Britain needs an immediate cut in interest rates to avoid a prolonged recession, one of the country’s monetary policymakers warned today.
David Blanchflower, who helps set interest rates on the Bank of England's Monetary Policy Committee (MPC), said the country risked at least a year of negative growth unless monetary policy was relaxed.
"It's not too late to stop it but we have to act now," he told the
Guardiannewspaper.
His comments came as a leading think tank warned today that Britain was facing an economic "horror movie" and would struggle to avoid recession next year.
Ernst & Young's Item Club is forecasting GDP growth of 1 per cent next year, inflation to remain above the Government's target for the next 12 months, and a "substantial" increase in unemployment to the two million mark.
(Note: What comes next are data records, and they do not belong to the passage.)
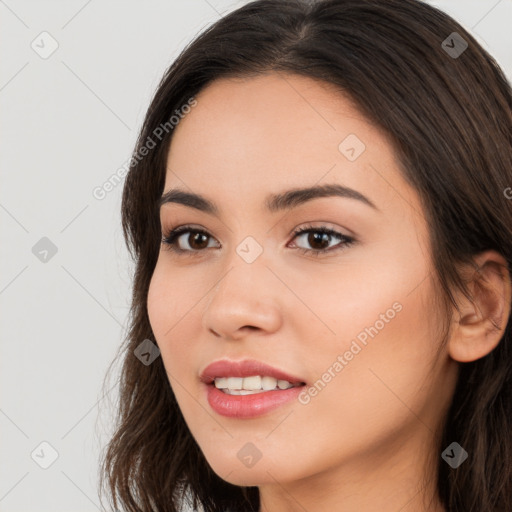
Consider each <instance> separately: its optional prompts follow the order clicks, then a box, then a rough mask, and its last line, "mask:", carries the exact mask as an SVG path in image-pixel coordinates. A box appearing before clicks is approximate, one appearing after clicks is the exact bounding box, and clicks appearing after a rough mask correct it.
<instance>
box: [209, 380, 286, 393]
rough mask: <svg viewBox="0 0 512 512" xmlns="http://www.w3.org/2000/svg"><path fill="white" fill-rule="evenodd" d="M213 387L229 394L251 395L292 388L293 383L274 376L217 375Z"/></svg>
mask: <svg viewBox="0 0 512 512" xmlns="http://www.w3.org/2000/svg"><path fill="white" fill-rule="evenodd" d="M214 383H215V387H216V388H217V389H222V390H223V391H224V392H225V393H227V394H229V395H252V394H254V393H259V392H260V391H272V390H275V389H288V388H292V387H293V384H292V383H291V382H288V381H287V380H278V379H275V378H274V377H269V376H266V375H265V376H263V377H262V376H260V375H251V376H250V377H217V378H216V379H215V380H214Z"/></svg>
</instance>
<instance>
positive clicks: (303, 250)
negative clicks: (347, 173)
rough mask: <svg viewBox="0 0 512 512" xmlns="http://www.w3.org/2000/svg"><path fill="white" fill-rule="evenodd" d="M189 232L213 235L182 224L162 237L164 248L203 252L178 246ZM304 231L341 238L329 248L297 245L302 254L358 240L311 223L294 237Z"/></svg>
mask: <svg viewBox="0 0 512 512" xmlns="http://www.w3.org/2000/svg"><path fill="white" fill-rule="evenodd" d="M188 232H190V233H201V234H203V235H205V236H207V237H210V238H211V235H210V234H209V233H208V232H206V231H204V230H203V229H199V228H193V227H191V226H181V227H179V228H176V229H173V230H171V231H169V232H168V233H167V234H166V235H164V236H163V237H162V240H161V242H162V244H164V249H166V250H169V251H172V252H175V253H177V254H179V255H186V256H196V255H198V254H199V253H201V252H203V250H187V249H180V248H178V246H177V244H176V241H177V239H178V238H179V237H180V236H181V235H182V234H183V233H188ZM303 233H324V234H327V235H331V236H334V237H336V238H339V239H340V240H341V241H340V243H339V244H338V245H337V246H334V247H331V248H328V249H304V248H302V247H297V250H298V251H300V253H301V254H309V255H311V256H315V257H318V256H322V255H324V254H326V253H328V252H334V251H336V250H340V249H344V248H347V247H350V246H351V245H352V244H354V243H355V241H356V240H355V239H354V238H352V237H350V236H347V235H343V234H342V233H339V232H338V231H335V230H333V229H330V228H328V227H327V226H320V227H314V226H311V225H308V226H304V227H302V228H299V229H296V230H295V231H294V232H293V239H295V238H296V237H297V236H299V235H302V234H303Z"/></svg>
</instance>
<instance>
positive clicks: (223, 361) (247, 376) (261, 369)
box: [200, 359, 304, 384]
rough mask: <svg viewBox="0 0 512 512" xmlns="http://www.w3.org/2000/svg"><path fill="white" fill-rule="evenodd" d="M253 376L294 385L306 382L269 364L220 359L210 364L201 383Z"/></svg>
mask: <svg viewBox="0 0 512 512" xmlns="http://www.w3.org/2000/svg"><path fill="white" fill-rule="evenodd" d="M252 375H261V376H263V375H267V376H269V377H274V378H275V379H278V380H287V381H288V382H291V383H292V384H301V383H302V382H304V381H303V380H302V379H301V378H299V377H294V376H293V375H290V374H288V373H285V372H283V371H281V370H278V369H277V368H274V367H272V366H269V365H268V364H265V363H262V362H261V361H256V360H253V359H245V360H243V361H230V360H228V359H220V360H219V361H215V362H213V363H211V364H209V365H208V366H207V367H206V368H205V369H204V370H203V371H202V372H201V377H200V379H201V381H202V382H204V383H205V384H210V383H211V382H213V379H215V378H216V377H251V376H252Z"/></svg>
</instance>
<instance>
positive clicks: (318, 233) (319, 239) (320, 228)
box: [293, 226, 355, 256]
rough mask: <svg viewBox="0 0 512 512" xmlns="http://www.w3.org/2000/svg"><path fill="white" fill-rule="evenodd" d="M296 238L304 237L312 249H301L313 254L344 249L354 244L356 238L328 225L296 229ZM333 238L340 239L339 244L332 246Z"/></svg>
mask: <svg viewBox="0 0 512 512" xmlns="http://www.w3.org/2000/svg"><path fill="white" fill-rule="evenodd" d="M293 234H294V239H295V238H297V239H300V238H302V239H303V241H305V242H306V244H308V245H310V246H311V247H312V249H308V248H303V247H299V251H300V252H302V253H303V254H311V255H313V256H320V255H321V254H325V253H328V252H332V251H335V250H338V249H343V248H345V247H348V246H350V245H352V244H353V243H354V242H355V239H354V238H352V237H350V236H347V235H344V234H342V233H339V232H338V231H335V230H334V229H331V228H328V227H327V226H319V227H314V226H305V227H303V228H300V229H297V230H295V231H294V233H293ZM333 239H338V240H339V242H338V244H335V245H334V246H330V243H331V242H332V241H333Z"/></svg>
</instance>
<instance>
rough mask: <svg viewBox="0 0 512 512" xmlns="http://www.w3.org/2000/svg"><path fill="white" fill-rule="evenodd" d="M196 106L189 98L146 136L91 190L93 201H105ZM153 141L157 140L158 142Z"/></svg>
mask: <svg viewBox="0 0 512 512" xmlns="http://www.w3.org/2000/svg"><path fill="white" fill-rule="evenodd" d="M196 105H197V100H196V99H194V97H191V98H189V99H188V100H187V103H185V104H184V105H182V106H181V108H180V109H176V110H175V111H174V114H173V115H172V116H171V117H170V118H169V120H168V121H166V122H165V123H161V124H160V125H158V126H157V127H156V128H155V129H154V130H153V132H152V133H151V135H149V136H148V138H147V139H146V141H145V142H144V144H143V145H142V146H141V147H139V148H138V150H137V151H136V152H135V153H134V154H133V155H132V156H131V157H130V158H129V159H128V160H127V161H126V162H125V163H124V164H123V165H122V166H121V167H119V168H118V169H117V170H116V171H115V172H114V173H112V174H111V175H110V176H109V177H108V179H107V180H105V181H104V182H103V183H102V184H101V185H99V186H96V187H94V188H93V190H92V195H93V197H94V199H97V200H98V201H102V200H103V199H105V197H107V194H108V193H110V192H112V190H114V189H115V188H116V187H117V185H119V184H120V183H121V182H122V181H123V179H124V178H125V176H126V175H127V174H128V171H129V170H130V168H131V167H135V166H136V165H137V164H138V163H139V162H140V161H142V160H143V159H144V157H146V156H147V155H148V154H149V153H150V151H151V150H152V149H154V148H156V146H157V144H158V142H161V141H162V139H163V138H164V136H165V135H167V134H168V133H169V132H170V131H171V130H173V129H174V128H175V127H176V126H177V125H178V123H179V122H180V121H181V120H182V119H183V117H184V116H185V115H186V114H188V113H189V112H190V111H191V110H192V107H195V106H196ZM155 139H157V140H158V142H157V141H156V140H155Z"/></svg>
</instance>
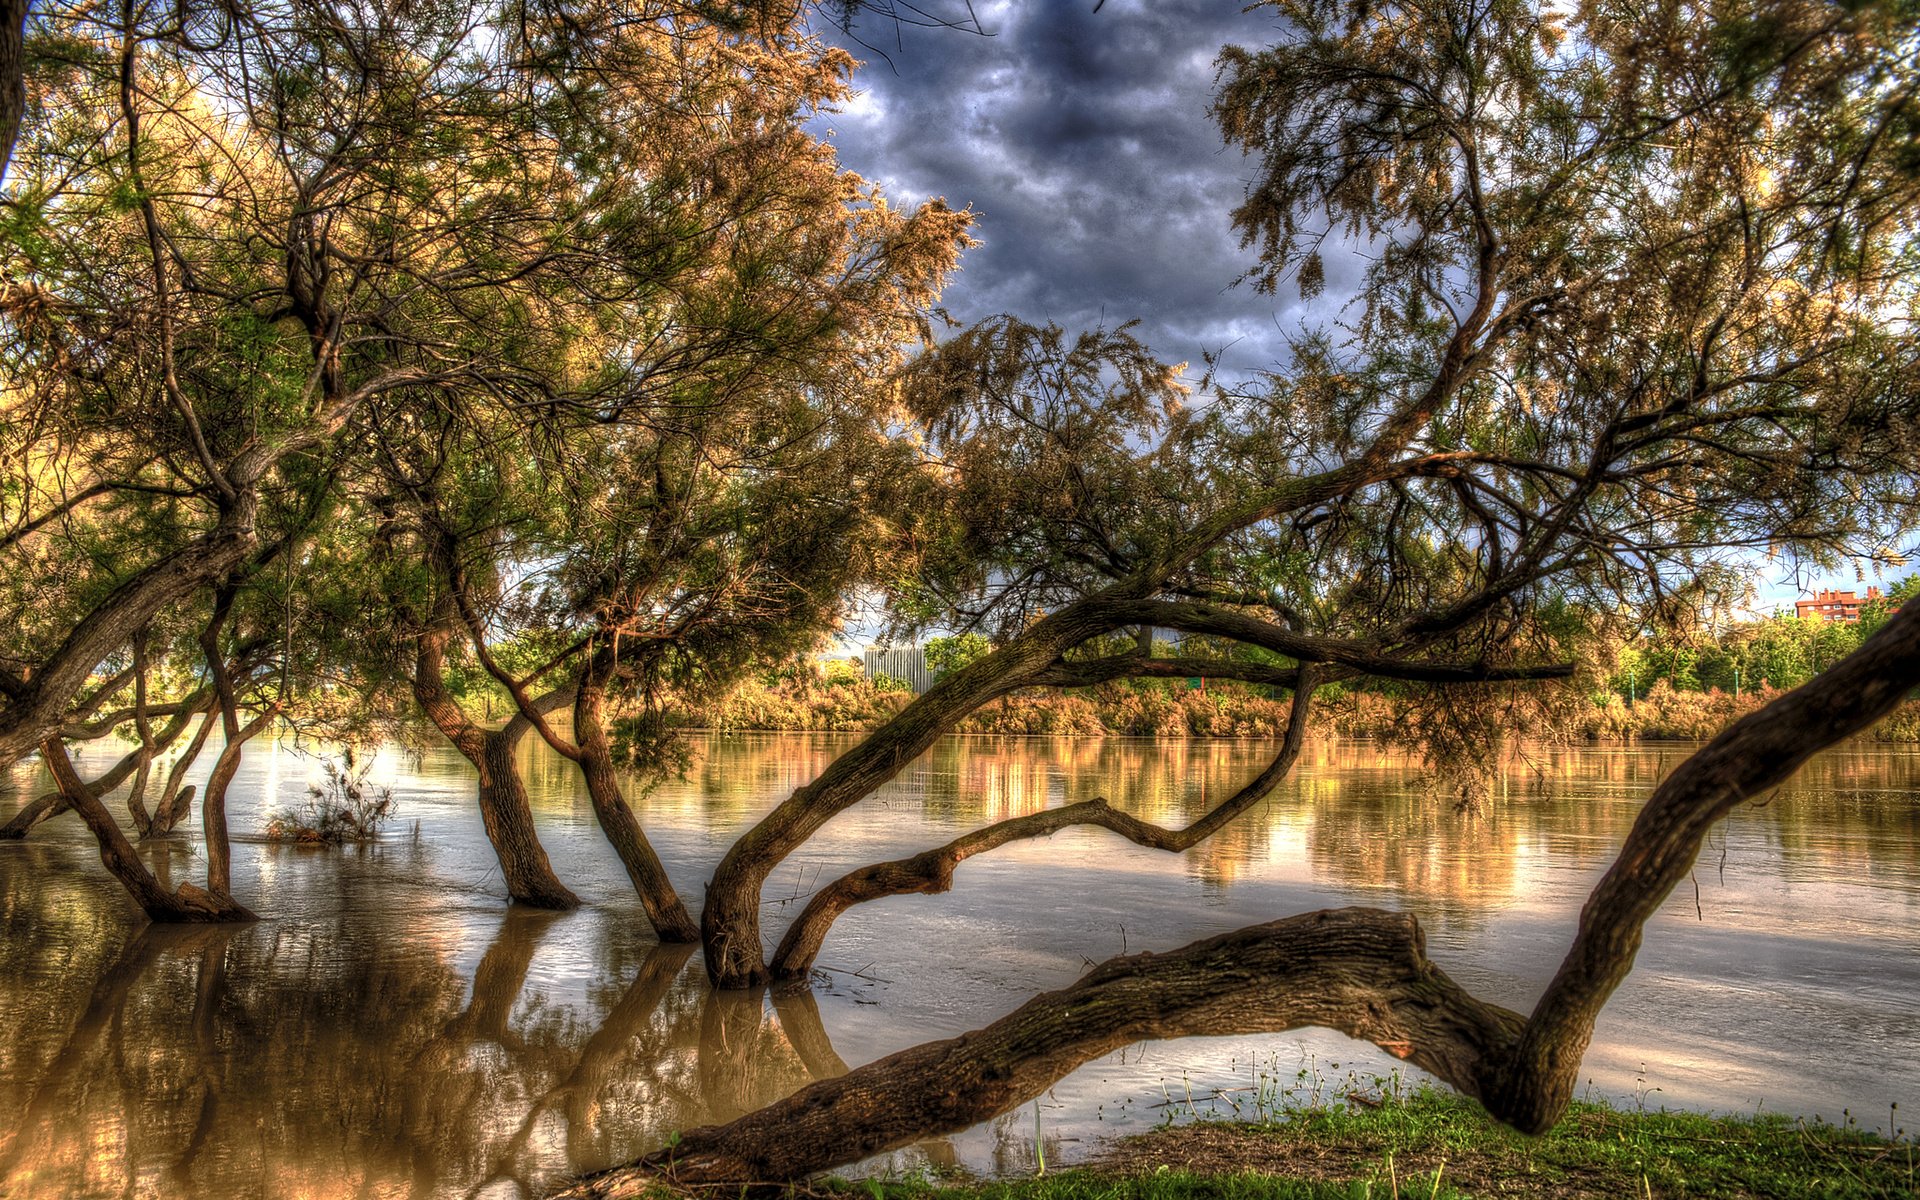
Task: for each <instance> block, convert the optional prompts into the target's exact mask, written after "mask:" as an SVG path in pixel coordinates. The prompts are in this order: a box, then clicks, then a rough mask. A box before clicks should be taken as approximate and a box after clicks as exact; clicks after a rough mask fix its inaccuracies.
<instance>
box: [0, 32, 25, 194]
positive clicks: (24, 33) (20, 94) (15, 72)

Mr Blanchflower, who has consistently voted for interest rate cuts at this year's monthly MPC meetings, said: "I think we are going into recession and we are going into one right now. We will probably have three or four quarters of negative growth but the risks are to the downside."
He added: "Monetary policy has been far too tight for far too long. We can't just sit and do nothing as we have done for too long."
The economics professor is urging his fellow MPC members, who earlier this month voted to keep interest rates on hold at 5 per cent to look through "the short term blip upward in inflation" and focus on the medium-term picture.
The cost of living index is currently running at 3.8 per cent, nearly double the Government's 2 per cent target, and is being driven by soaring oil and food prices. Bank of England Governor Mervyn King has repeatedly said his focus is on bringing inflation back down to target. The MPC last cut rates in April.
Mr Blanchflower said: "Our job is to focus on inflation in the medium term so we have to look through the short-term shock from oil and commodity prices."
Item predicts that consumer spending will nearly slow to a standstill in 2009, rising by just 0.2 per cent as households continue to wrestle with rising inflation, lower credit availability and a sharp reversal in the housing market.
Its chief economist, Peter Spencer, said: "Both on the high street and in the housing market it is going to get a great deal worse before it gets better.
"We have already seen a housing crisis that has morphed from a credit crunch to a general collapse in confidence as prices have tumbled."
He added: "Consumers will inevitably cut back on non-essential spending in the face of the impact of rising food and energy prices on their discretionary incomes. Many parts of the leisure sector will be particularly hard hit."